Modern framers using timber and dimensional lumber stand within their work, measure, mark, and check from inside. Then they cut the lumber someplace else. Why not this earlier framer too?
After the bents and the roof trusses came the walls and the windows.
The spacing of the windows and their width comes from the rectangles that are within the original larger rectangle.
The green lines are 2 of those rectangles, the dashed lines with arrows on the left show the window frame locations. The green dashed line with an arrow on the right ( top left) is the width.
The geometry of the bents determined the shape of the facade, the height of the pediment. The front elements of the church - the pilasters and a grand door - were designed after the frame. The front windows were in place, therefore the pilasters needed to be equidistant on each side.
The door went in the middle, that's custom. Then there was the left over space in between. (See more about this below.)
The framers also had to provide support for the steeple. I have only photographs to show where the steeple sits. Was it directly over the front wall? a few feet back? I would assume a bent supported the front and back walls of the steeple. The diagrams do show how the width of the tower and the size of the clipped corners were determined: the plan is a square with its corners cut off.
Carpenter squares began to be manufactured in the States - not imported from Britain - around 1820. They had true 90* corners and consistent dimensions. 3/4/5 triangles and rectangles were easy to lay out accurately. An inexperienced carpenter could erect a simple frame without much worry. A master carpenter working with church members as a volunteer crew could expect his crew to build a reasonably accurate frame.

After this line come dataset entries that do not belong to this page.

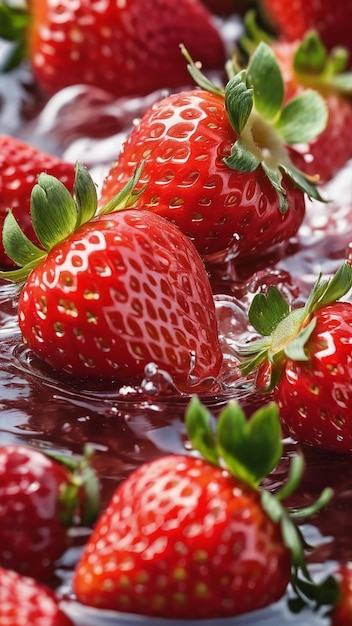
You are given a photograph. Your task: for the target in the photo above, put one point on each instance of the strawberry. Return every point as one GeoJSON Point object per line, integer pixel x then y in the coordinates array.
{"type": "Point", "coordinates": [125, 48]}
{"type": "Point", "coordinates": [105, 296]}
{"type": "Point", "coordinates": [307, 64]}
{"type": "Point", "coordinates": [41, 498]}
{"type": "Point", "coordinates": [341, 614]}
{"type": "Point", "coordinates": [306, 354]}
{"type": "Point", "coordinates": [189, 537]}
{"type": "Point", "coordinates": [23, 601]}
{"type": "Point", "coordinates": [294, 19]}
{"type": "Point", "coordinates": [216, 162]}
{"type": "Point", "coordinates": [20, 165]}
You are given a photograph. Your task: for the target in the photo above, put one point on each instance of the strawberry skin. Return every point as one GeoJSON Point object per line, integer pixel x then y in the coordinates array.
{"type": "Point", "coordinates": [39, 499]}
{"type": "Point", "coordinates": [23, 601]}
{"type": "Point", "coordinates": [315, 396]}
{"type": "Point", "coordinates": [20, 164]}
{"type": "Point", "coordinates": [331, 19]}
{"type": "Point", "coordinates": [89, 42]}
{"type": "Point", "coordinates": [183, 140]}
{"type": "Point", "coordinates": [183, 539]}
{"type": "Point", "coordinates": [124, 290]}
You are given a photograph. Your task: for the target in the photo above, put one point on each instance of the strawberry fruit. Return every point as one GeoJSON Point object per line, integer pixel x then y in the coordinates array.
{"type": "Point", "coordinates": [23, 601]}
{"type": "Point", "coordinates": [125, 48]}
{"type": "Point", "coordinates": [217, 163]}
{"type": "Point", "coordinates": [107, 295]}
{"type": "Point", "coordinates": [305, 355]}
{"type": "Point", "coordinates": [20, 165]}
{"type": "Point", "coordinates": [41, 498]}
{"type": "Point", "coordinates": [190, 538]}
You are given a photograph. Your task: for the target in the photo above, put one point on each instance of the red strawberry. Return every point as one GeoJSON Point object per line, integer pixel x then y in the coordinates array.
{"type": "Point", "coordinates": [308, 354]}
{"type": "Point", "coordinates": [341, 615]}
{"type": "Point", "coordinates": [23, 601]}
{"type": "Point", "coordinates": [217, 165]}
{"type": "Point", "coordinates": [20, 165]}
{"type": "Point", "coordinates": [330, 18]}
{"type": "Point", "coordinates": [109, 295]}
{"type": "Point", "coordinates": [40, 499]}
{"type": "Point", "coordinates": [185, 538]}
{"type": "Point", "coordinates": [125, 48]}
{"type": "Point", "coordinates": [307, 64]}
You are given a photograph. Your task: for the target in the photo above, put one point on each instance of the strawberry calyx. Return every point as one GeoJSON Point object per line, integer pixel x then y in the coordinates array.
{"type": "Point", "coordinates": [14, 21]}
{"type": "Point", "coordinates": [79, 496]}
{"type": "Point", "coordinates": [265, 125]}
{"type": "Point", "coordinates": [249, 449]}
{"type": "Point", "coordinates": [284, 331]}
{"type": "Point", "coordinates": [55, 215]}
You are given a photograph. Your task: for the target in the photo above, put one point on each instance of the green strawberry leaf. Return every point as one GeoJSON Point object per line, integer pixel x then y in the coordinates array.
{"type": "Point", "coordinates": [238, 101]}
{"type": "Point", "coordinates": [264, 76]}
{"type": "Point", "coordinates": [303, 118]}
{"type": "Point", "coordinates": [53, 211]}
{"type": "Point", "coordinates": [267, 310]}
{"type": "Point", "coordinates": [251, 448]}
{"type": "Point", "coordinates": [86, 195]}
{"type": "Point", "coordinates": [17, 246]}
{"type": "Point", "coordinates": [199, 430]}
{"type": "Point", "coordinates": [241, 158]}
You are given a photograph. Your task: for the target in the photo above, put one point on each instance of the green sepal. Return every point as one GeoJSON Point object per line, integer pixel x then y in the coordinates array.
{"type": "Point", "coordinates": [302, 118]}
{"type": "Point", "coordinates": [264, 76]}
{"type": "Point", "coordinates": [248, 448]}
{"type": "Point", "coordinates": [238, 101]}
{"type": "Point", "coordinates": [200, 431]}
{"type": "Point", "coordinates": [267, 310]}
{"type": "Point", "coordinates": [86, 196]}
{"type": "Point", "coordinates": [252, 447]}
{"type": "Point", "coordinates": [241, 158]}
{"type": "Point", "coordinates": [16, 245]}
{"type": "Point", "coordinates": [53, 211]}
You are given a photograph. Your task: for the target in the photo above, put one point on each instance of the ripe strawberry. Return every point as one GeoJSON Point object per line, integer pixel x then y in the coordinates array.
{"type": "Point", "coordinates": [330, 18]}
{"type": "Point", "coordinates": [41, 497]}
{"type": "Point", "coordinates": [23, 601]}
{"type": "Point", "coordinates": [307, 64]}
{"type": "Point", "coordinates": [106, 296]}
{"type": "Point", "coordinates": [20, 165]}
{"type": "Point", "coordinates": [190, 538]}
{"type": "Point", "coordinates": [307, 354]}
{"type": "Point", "coordinates": [341, 614]}
{"type": "Point", "coordinates": [217, 164]}
{"type": "Point", "coordinates": [125, 48]}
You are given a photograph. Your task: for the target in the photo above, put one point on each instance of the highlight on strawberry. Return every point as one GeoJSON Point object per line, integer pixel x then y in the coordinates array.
{"type": "Point", "coordinates": [43, 497]}
{"type": "Point", "coordinates": [105, 295]}
{"type": "Point", "coordinates": [218, 161]}
{"type": "Point", "coordinates": [304, 356]}
{"type": "Point", "coordinates": [192, 536]}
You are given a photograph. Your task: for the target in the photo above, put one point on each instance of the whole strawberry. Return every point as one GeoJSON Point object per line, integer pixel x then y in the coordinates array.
{"type": "Point", "coordinates": [330, 18]}
{"type": "Point", "coordinates": [305, 356]}
{"type": "Point", "coordinates": [186, 537]}
{"type": "Point", "coordinates": [125, 48]}
{"type": "Point", "coordinates": [107, 295]}
{"type": "Point", "coordinates": [20, 165]}
{"type": "Point", "coordinates": [217, 164]}
{"type": "Point", "coordinates": [41, 498]}
{"type": "Point", "coordinates": [24, 601]}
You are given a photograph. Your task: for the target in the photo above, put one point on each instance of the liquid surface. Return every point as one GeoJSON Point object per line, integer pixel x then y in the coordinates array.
{"type": "Point", "coordinates": [131, 423]}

Part 2, the design of the exterior of the church is here: https://www.jgrarchitect.com/2018/04/the-baptist-church-of-steetsboro-ohio.html
7/27/22: I wrote this post in 2018. When I reviewed it recently, I saw how much needed to be revised, simplified; how much I'd learned about using geometry in construction during the last 4 years. Understanding Practical Geometry (the name Asher Benjamin and Peter Nicholson used) is an on-going exploration.
Jane, on the plans of the church built in 1820 the roof pitch is called out as 5:12. Have you seen the roof pitch called out on other plans? Or do they call out the roof slope, like 22.5°
I'm not sure what your question is.
These plans were drawn in the 1930's for the WPA and are now in the Library of Congress.
The roof pitch was determined in modern times. We who are not educated in Practical Geometry use a ratio (5/12) to tell the carpenter what the pitch is.
I have never seen the roof pitch called out as a number (22.5*)
The roof slope on this church when it was built was called out by the Lines - not by a number. See the diagram which shows the elevation laid out on the floor plan.
Lay out the squares for the wall on the floor, note that the ridge is in the center of the floor plan, add a Line (capitalized as the writers then did) from the wall to the ridge - Voila! a roof slope!